Logbucheintrag nach dem Ablegen auf Drejø: 10h00 G hoch. 10h25 Leinen los. 10h35 F hoch. Oliese ist schon los, Louise legt gerade ab, die vier anderen Boot scharren mit gesetzten Segeln mit den Hufen. Abends hat sich noch ein weiteres Folkeboot in eine der freien Boxen gelegt, ich plaudere unbefangen mit dem Eigner, während ich Paula an Vor- und Achterleine vom Liegeplatz zerre. „Paula? Bist du dann der, der diesen schönen Blog schreibt? Und hast du nicht auch....?“ Ich lasse die Vorleine sausen, zubbele nochmal an der Achterspring, die Großschot ist belegt, das Segel kriegt Druck, Paula segelt los, und ich hopse an Bord.

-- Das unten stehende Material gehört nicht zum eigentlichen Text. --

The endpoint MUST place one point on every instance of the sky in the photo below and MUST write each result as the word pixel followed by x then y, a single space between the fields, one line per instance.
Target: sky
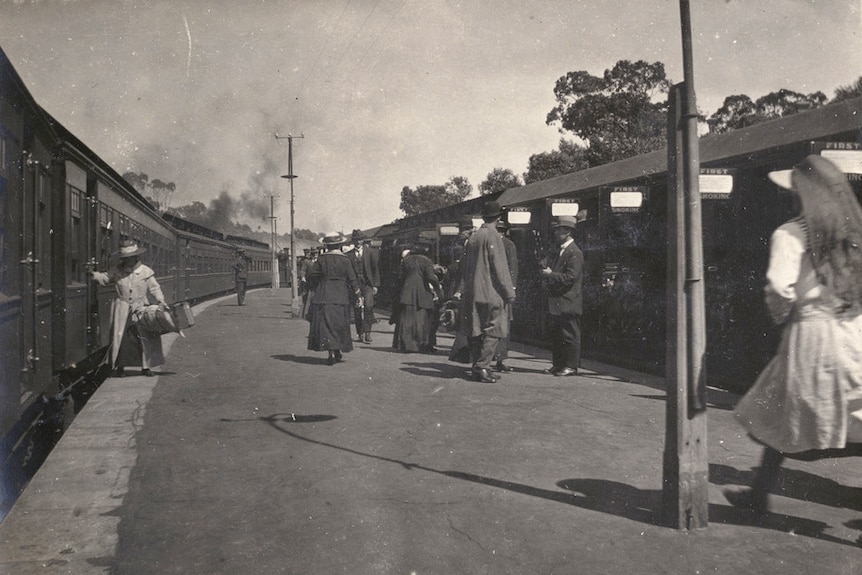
pixel 379 94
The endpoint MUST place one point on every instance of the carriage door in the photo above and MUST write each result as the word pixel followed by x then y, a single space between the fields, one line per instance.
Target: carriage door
pixel 36 333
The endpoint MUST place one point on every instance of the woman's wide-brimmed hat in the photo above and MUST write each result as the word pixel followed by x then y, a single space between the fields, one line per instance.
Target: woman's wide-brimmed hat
pixel 332 239
pixel 813 169
pixel 129 248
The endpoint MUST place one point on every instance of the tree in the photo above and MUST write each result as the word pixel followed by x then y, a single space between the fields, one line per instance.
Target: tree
pixel 739 111
pixel 570 157
pixel 427 198
pixel 615 114
pixel 499 179
pixel 138 180
pixel 854 90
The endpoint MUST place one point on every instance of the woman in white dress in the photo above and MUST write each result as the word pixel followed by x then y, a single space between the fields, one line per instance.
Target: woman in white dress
pixel 807 401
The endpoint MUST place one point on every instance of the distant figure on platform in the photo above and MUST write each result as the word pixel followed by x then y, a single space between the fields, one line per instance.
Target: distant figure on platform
pixel 484 289
pixel 335 288
pixel 563 280
pixel 417 291
pixel 136 287
pixel 310 256
pixel 807 402
pixel 366 260
pixel 240 275
pixel 512 259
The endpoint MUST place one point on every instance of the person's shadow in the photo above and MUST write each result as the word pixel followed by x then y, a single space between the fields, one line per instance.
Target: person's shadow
pixel 306 359
pixel 601 495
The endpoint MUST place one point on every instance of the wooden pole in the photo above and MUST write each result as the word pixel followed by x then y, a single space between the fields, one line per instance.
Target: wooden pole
pixel 685 497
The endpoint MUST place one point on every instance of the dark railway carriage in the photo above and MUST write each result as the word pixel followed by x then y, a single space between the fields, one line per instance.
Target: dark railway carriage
pixel 27 142
pixel 622 209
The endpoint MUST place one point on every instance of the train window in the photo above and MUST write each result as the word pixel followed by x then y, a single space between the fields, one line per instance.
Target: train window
pixel 622 200
pixel 76 233
pixel 4 270
pixel 519 217
pixel 565 209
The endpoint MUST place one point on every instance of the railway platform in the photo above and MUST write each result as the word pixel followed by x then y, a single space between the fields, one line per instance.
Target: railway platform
pixel 247 454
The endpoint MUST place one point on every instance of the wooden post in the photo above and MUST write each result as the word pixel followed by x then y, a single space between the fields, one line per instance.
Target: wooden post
pixel 685 501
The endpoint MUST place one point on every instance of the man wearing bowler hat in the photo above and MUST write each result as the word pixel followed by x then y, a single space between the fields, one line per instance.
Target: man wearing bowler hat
pixel 366 263
pixel 485 287
pixel 563 280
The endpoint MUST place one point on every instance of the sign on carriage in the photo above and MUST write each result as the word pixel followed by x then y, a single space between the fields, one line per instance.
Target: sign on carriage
pixel 627 199
pixel 716 183
pixel 846 155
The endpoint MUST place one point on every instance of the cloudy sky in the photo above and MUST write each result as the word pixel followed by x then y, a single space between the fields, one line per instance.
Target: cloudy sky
pixel 386 93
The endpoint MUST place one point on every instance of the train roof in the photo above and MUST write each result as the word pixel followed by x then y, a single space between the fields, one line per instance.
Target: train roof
pixel 762 143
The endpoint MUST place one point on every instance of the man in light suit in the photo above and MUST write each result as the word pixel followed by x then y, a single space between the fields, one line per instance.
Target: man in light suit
pixel 563 280
pixel 485 288
pixel 512 259
pixel 366 263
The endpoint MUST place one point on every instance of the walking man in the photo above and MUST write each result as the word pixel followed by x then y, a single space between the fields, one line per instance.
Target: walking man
pixel 485 288
pixel 240 275
pixel 563 280
pixel 366 263
pixel 512 259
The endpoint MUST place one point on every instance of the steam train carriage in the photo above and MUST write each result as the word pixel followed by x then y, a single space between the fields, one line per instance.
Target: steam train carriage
pixel 63 213
pixel 622 211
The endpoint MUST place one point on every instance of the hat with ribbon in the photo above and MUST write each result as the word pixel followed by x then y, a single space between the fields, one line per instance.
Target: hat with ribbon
pixel 332 239
pixel 128 249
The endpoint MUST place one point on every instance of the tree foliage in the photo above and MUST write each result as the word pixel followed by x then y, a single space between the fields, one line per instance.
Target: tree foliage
pixel 854 90
pixel 569 157
pixel 738 111
pixel 614 113
pixel 499 179
pixel 427 198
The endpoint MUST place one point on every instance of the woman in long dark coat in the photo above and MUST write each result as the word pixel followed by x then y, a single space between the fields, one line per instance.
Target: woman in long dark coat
pixel 335 288
pixel 418 287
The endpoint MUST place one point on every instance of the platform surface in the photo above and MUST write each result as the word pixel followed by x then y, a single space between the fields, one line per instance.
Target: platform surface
pixel 247 454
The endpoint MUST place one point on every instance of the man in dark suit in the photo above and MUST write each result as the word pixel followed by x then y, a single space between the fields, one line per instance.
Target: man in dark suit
pixel 563 280
pixel 366 262
pixel 240 275
pixel 485 287
pixel 512 260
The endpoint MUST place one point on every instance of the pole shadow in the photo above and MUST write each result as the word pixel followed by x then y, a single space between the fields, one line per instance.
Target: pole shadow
pixel 601 495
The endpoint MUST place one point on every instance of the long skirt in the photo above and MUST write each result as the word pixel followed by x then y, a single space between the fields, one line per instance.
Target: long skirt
pixel 329 327
pixel 806 397
pixel 412 329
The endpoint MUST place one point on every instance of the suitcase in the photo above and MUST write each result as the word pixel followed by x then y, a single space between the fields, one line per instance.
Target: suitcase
pixel 183 315
pixel 154 320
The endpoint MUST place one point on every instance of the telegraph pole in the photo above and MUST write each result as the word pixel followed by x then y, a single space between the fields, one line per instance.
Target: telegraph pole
pixel 294 288
pixel 685 481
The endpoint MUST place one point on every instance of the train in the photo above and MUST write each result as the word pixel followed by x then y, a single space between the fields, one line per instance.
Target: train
pixel 64 212
pixel 622 209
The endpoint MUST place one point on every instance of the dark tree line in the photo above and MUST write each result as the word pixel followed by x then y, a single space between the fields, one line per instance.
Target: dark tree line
pixel 620 114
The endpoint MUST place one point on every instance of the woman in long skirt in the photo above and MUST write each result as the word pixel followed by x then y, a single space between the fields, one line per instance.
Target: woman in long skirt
pixel 335 289
pixel 137 287
pixel 415 307
pixel 806 403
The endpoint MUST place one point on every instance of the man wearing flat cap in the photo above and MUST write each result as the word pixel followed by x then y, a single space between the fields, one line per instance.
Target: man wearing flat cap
pixel 563 280
pixel 485 288
pixel 366 263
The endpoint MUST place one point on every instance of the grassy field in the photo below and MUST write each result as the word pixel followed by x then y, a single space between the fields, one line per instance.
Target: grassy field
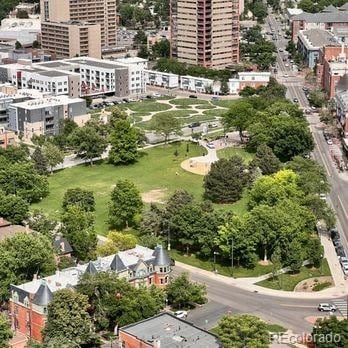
pixel 238 272
pixel 156 169
pixel 188 101
pixel 215 112
pixel 147 106
pixel 289 281
pixel 231 151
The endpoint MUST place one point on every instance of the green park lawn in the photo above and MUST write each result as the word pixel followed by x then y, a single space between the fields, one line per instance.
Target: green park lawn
pixel 289 281
pixel 208 265
pixel 147 106
pixel 240 151
pixel 188 102
pixel 155 169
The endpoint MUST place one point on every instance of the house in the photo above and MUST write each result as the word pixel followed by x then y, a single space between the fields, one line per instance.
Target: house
pixel 62 247
pixel 166 330
pixel 329 19
pixel 140 266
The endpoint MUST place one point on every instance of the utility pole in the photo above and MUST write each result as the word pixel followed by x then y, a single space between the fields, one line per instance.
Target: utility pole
pixel 232 245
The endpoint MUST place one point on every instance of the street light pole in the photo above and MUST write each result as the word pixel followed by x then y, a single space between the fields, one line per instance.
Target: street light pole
pixel 232 245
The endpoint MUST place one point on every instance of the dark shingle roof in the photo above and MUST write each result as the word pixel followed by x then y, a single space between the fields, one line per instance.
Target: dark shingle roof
pixel 43 295
pixel 161 256
pixel 91 269
pixel 117 264
pixel 342 84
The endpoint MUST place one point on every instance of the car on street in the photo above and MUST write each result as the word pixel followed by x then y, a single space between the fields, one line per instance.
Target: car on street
pixel 194 124
pixel 322 196
pixel 180 314
pixel 326 307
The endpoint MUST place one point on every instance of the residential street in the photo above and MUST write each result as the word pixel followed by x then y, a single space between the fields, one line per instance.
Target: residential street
pixel 321 153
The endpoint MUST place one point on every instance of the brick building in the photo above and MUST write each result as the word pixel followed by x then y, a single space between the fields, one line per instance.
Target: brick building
pixel 329 19
pixel 166 330
pixel 140 266
pixel 332 65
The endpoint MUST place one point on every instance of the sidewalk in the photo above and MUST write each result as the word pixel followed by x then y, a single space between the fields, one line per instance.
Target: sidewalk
pixel 245 284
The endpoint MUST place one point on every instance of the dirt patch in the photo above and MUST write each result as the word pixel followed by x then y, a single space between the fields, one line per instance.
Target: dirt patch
pixel 195 167
pixel 154 196
pixel 308 284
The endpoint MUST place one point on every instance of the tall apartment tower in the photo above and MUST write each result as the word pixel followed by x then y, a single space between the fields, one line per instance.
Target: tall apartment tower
pixel 205 32
pixel 92 15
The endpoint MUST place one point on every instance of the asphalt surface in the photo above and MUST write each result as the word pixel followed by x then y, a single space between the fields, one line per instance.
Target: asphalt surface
pixel 293 314
pixel 339 181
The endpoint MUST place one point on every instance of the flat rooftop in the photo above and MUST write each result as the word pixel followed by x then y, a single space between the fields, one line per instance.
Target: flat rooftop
pixel 171 332
pixel 47 102
pixel 317 38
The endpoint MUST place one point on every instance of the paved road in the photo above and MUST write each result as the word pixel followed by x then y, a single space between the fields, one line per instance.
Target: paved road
pixel 291 313
pixel 338 181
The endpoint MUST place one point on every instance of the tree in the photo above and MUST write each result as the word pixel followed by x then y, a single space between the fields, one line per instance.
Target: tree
pixel 40 222
pixel 117 241
pixel 23 180
pixel 124 143
pixel 165 124
pixel 244 243
pixel 83 198
pixel 68 317
pixel 311 177
pixel 181 292
pixel 53 155
pixel 276 264
pixel 226 180
pixel 125 203
pixel 332 327
pixel 243 330
pixel 78 229
pixel 294 258
pixel 5 331
pixel 239 116
pixel 224 89
pixel 113 301
pixel 22 256
pixel 161 49
pixel 40 162
pixel 266 160
pixel 13 208
pixel 315 251
pixel 88 143
pixel 143 52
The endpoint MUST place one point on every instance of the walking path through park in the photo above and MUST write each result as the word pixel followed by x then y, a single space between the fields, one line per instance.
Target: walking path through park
pixel 245 284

Wir wollen nach Fyns Hav und schaffen es bis Søby - beides gute Ausgangspunkte für den Rückweg bei West. Søby hat den Vorteil, dass Erik uns nach Feierabend einen Besuch abstattet. Und nicht nur er - da sind auch Folkeboot Maria aus Svendborg sowie Folkeboot Lilla Flicka. Bei uns bröckelt es ein bisschen: Till ist Samstagabend im Ruhrgebiet als Trauzeuge vorgesehen, muss noch seine Rede schreiben und sein Schapptüch in Lüneburg abbergen - er hat eingesehen, dass das sont ein bisschen knapp würde und steigt heute schon ab. Fähre Ellen hätte ihn schneller nach Fyns Hav gebracht als Salty bei schwachem Westwind - doch sie fährt heute nicht, sondern macht in Sønderborg irgendeine Promotion-Show. Also geht es für Till über Faaborg und Odense irgendwie zurück zu seinem Auto in Arnis. Okko macht die unangenehme Erfahrung, dass Anlegen unter Fock in der Regel nicht vorsichtig, sondern mühsam ist, und dass unvorbereitetes Anlegen unter Segeln generell mühsamer ist als gut durchdachtes: Als er Zeisinge ums Groß zu binden versucht, muss dringend die Fock runter. Als das Fockfall klemmt, müsste er Ruder legen. Irgendwie ist er immer ein paar Sekunden hintenan. Am Ende fangen die Feuerwehrleute Marthas Bugspitze auf, und alles ist gut.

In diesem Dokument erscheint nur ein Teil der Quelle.